Ce n’etait qu’une espieglerie et Charles n’etait alors qu’un ecolier, mais il n’entra jamais plus avant dans l’intelligence des anciens.

L’ame antique ne se revela point a lui. Cela n’eut jamais le sens en poesie heroique, parce qu’il n’eut jamais celui des temps heroiques. Cela comprenait trop beaucoup des beautes du palais de Versailles et il les placait trop bas dans le admiration, pour faire grand cas d’la chambre nuptiale construite via Ulysse a grands coups de hache. Cela avait une foi trop profonde aux merites incomparables du siecle poli ou il vivait, Afin de s’interesser aux deux civilisations qui lutterent sous des murs de Troie et qui lui paraissaient toutes deux d’effroyables barbaries. Le jeune auteur de l’Eneide burlesque devint sans secousse, en suivant sa pente naturelle, le coryphee des d’aujourd’hui dans leur fameuse querelle au milieu des partisans des anciens. Cela etait fidele a lui-meme lorsqu’il lisait a l’Academie, le 27 janvier 1687, le petit poeme intitule le siecle de Louis le Grand, ou il declarait qu’il avait manque a Homere d’apprendre la mesure et la politesse a la cour de Versailles :

Cependant si le ciel, favorable a J’ai France, Au siecle ou nous vivons eut donnes ta naissance, Cent defauts, qu’on impute au siecle ou tu naquis, Ne profaneraient nullement tes ouvrages exquis.

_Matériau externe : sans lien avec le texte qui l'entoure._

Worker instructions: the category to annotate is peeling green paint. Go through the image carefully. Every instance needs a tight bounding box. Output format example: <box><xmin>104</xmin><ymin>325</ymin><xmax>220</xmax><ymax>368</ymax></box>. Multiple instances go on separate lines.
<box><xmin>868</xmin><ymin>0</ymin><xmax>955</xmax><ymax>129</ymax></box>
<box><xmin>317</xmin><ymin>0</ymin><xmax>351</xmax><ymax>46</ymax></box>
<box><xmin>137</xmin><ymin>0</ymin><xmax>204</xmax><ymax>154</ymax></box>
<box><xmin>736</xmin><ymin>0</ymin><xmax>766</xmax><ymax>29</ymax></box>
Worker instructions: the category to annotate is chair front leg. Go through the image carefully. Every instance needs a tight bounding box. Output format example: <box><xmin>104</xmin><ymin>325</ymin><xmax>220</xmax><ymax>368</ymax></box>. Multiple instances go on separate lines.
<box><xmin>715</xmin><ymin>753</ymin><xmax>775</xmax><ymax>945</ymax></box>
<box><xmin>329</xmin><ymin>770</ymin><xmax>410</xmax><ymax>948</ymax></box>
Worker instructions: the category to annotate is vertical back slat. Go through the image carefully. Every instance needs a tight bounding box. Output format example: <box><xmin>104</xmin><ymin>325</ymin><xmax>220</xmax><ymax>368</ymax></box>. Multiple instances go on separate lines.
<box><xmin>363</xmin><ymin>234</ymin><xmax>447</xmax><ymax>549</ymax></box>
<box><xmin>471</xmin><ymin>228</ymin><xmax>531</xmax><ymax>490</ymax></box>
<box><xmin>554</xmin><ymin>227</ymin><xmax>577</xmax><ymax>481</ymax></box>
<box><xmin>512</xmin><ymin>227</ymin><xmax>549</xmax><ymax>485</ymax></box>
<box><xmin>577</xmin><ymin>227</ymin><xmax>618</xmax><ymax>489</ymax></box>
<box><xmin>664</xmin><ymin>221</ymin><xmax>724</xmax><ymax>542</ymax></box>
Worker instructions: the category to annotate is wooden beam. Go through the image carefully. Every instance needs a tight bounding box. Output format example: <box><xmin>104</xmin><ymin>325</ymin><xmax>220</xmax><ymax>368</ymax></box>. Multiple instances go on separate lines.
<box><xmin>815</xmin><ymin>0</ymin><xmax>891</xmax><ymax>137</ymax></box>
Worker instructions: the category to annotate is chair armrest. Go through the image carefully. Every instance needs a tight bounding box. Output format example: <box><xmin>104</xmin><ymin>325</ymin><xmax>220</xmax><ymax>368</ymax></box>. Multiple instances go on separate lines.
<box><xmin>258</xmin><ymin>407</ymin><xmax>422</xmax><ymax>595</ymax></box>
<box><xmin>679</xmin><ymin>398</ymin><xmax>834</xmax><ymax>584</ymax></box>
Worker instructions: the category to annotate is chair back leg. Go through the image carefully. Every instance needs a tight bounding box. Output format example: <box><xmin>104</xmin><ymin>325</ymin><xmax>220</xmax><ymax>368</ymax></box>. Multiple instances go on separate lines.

Des l’annee suivante, Perrault publiait le premier volume du Parallele des Anciens et des Modernes. Le quatrieme et dernier ne parut qu’en 1698, apres nos Contes.

Cela semblait ardu d’etre plus en gali?re prepare a parler naivement des ogres et des fees. Perrault avait d’ailleurs passe la soixantaine lorsqu’il s’avisa de devenir leur historien, et c’etait trop loin de l’age heureux ou l’on croit y croire, pour qu’il put rappeler avantageusement ses souvenirs. Il etait donc en grand danger d’ecrire des Contes de fees raisonnables, s’il n’avait tant aime les enfans. Sa tendresse pour eux fut le salut.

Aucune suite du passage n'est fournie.